The Hired Man. Photo : Paul Nicholas Dyke
Les problèmes ne s'arrêtent pas là. Comme si tout cela ne suffisait pas, le lieu est assez chaud et manque d'un système de climatisation fonctionnel. À la place, au moins deux machines assez bruyantes fonctionnent pendant toute la représentation, leur but - semble-t-il - étant de pomper un peu d'air plus frais dans l'atmosphère estivale de l'auditorium. L'espoir est louable, les résultats sont désolants. Malheureusement, le public a maintenant l'impression que les acteurs doivent jouer le spectacle dans la salle des machines du RMS Titanic, une impression renforcée par la conception de scène de Justin Williams et Jonny Rust composée d'un mur claustrophobe de plaques de bois, qui ressemblent plutôt à des réparations d'urgence d'un navire endommagé. Ajoutez à cela des costumes qui changent à peine avec les décennies qui passent (merci à Carrie-Ann Stein), et un éclairage (par le relativement inexpérimenté Stuart Glover) qui s'allume et s'éteint, monte et descend et de gauche à droite presque à volonté et souvent indépendamment de l'action sur scène, et vous avez une recette pour un désastre presque définitif.
C'est entièrement au crédit de la distribution que cette catastrophe est évitée. Ils luttent héroïquement contre tous les obstacles jetés sur leur chemin et font ce qu'ils peuvent pour sauver de ce chaos une performance crédible et belle, même si beaucoup d'entre eux ont souvent l'air déconcertant de perdus et sans but. La chorégraphie de Charlotte Tooth est souvent très en phase avec leurs moments d'ensemble, bien qu'elle semble tout aussi perdue pour comprendre ce que la production essaie de représenter. Je suis sûr que le metteur en scène Brendan Matthew a ses raisons pour ses choix, et j'aurais aimé dire que je savais ce qu'elles étaient, mais pour l'instant elles semblent m'échapper. C'est dommage. Sa récente production de 'My Land's Shore' pour Ye Olde Rose & Crowne (une histoire tout aussi épique de gens de la classe ouvrière) était magistrale. En travaillant avec une partie de cette distribution et une grande partie de la même équipe créative ici, la même magie ne semble pas avoir été créée et qui peut dire pourquoi?
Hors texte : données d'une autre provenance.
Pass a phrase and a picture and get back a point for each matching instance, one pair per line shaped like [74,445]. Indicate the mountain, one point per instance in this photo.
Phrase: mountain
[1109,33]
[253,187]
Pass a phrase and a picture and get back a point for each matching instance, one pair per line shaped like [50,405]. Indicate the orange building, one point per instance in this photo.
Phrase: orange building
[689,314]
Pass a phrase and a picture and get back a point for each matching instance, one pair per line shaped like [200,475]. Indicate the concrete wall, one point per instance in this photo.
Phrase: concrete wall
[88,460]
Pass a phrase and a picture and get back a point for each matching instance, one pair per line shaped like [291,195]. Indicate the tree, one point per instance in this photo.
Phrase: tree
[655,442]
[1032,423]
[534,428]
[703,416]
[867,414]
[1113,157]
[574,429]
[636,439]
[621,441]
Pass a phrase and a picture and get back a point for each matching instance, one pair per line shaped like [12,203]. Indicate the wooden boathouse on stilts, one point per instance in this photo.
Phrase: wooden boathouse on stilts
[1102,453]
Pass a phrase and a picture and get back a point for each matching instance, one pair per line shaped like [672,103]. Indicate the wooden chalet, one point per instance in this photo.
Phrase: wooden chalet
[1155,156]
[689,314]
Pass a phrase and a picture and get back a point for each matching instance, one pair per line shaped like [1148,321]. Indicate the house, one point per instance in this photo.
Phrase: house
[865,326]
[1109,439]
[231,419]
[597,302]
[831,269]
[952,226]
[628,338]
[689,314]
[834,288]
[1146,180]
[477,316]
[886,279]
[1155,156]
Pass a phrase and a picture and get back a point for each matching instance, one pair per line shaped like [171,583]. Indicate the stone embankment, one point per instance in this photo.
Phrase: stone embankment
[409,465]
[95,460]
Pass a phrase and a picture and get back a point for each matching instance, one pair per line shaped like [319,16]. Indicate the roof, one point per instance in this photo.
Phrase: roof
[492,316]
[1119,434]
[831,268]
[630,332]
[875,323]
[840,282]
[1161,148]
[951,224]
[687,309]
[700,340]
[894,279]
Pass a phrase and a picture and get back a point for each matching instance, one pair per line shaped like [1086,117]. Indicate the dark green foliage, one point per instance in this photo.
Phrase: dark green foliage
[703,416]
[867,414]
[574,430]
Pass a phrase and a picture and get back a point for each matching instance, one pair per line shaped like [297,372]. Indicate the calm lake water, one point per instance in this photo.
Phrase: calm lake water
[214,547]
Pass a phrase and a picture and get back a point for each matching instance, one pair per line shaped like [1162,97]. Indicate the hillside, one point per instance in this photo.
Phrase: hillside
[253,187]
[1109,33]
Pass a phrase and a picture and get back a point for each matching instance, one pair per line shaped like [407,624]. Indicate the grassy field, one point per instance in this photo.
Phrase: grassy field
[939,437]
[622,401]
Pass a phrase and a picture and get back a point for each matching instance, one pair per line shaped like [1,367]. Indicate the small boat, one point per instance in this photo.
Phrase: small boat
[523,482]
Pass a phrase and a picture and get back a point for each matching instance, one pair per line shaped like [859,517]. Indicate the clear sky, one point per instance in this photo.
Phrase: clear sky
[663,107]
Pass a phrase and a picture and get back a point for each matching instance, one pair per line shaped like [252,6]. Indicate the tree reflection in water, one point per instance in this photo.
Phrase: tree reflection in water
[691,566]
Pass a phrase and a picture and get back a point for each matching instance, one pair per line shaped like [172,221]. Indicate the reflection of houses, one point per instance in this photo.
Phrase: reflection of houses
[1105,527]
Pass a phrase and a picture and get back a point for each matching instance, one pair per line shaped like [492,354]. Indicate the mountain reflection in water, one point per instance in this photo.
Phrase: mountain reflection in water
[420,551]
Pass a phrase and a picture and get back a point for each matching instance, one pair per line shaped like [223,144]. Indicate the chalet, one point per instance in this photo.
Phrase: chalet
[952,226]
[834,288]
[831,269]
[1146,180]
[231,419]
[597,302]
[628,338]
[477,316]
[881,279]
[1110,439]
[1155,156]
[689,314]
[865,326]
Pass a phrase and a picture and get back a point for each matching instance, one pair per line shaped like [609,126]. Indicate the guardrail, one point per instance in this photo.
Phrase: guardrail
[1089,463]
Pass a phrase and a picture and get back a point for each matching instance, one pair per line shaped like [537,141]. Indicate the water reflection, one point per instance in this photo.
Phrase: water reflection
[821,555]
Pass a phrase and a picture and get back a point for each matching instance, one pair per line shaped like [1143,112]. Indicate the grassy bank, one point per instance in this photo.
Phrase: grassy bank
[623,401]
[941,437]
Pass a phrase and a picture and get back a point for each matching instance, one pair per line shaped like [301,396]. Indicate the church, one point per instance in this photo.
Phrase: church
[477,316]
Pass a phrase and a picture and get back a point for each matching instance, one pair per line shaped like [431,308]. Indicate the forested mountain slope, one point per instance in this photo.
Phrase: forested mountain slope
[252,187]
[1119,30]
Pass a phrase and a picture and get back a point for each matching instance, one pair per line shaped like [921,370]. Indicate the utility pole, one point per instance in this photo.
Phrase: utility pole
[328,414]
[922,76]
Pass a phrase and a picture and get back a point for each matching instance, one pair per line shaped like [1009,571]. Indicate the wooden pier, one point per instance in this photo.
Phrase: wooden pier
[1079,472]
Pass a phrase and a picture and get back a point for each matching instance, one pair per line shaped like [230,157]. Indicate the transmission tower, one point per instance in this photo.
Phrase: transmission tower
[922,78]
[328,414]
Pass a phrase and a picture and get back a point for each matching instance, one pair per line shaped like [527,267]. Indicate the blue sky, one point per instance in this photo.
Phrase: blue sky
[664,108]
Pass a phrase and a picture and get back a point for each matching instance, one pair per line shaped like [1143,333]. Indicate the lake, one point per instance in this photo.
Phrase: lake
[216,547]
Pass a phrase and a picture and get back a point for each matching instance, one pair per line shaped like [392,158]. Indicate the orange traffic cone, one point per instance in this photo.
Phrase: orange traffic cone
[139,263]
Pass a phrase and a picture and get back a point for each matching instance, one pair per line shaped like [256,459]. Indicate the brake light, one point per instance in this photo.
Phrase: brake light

En attendant, il y a ici une assez bonne interprétation du texte disponible, et qui fera l'affaire, surtout si vous n'avez rien vu de mieux. Cela ne restera peut-être pas dans l'histoire comme l'une des productions les plus réussies de l'Union. J'espère que des leçons précieuses en seront tirées. La distribution mérite notre soutien et notre félicitations : tout le monde - veuillez essayer de les aider davantage.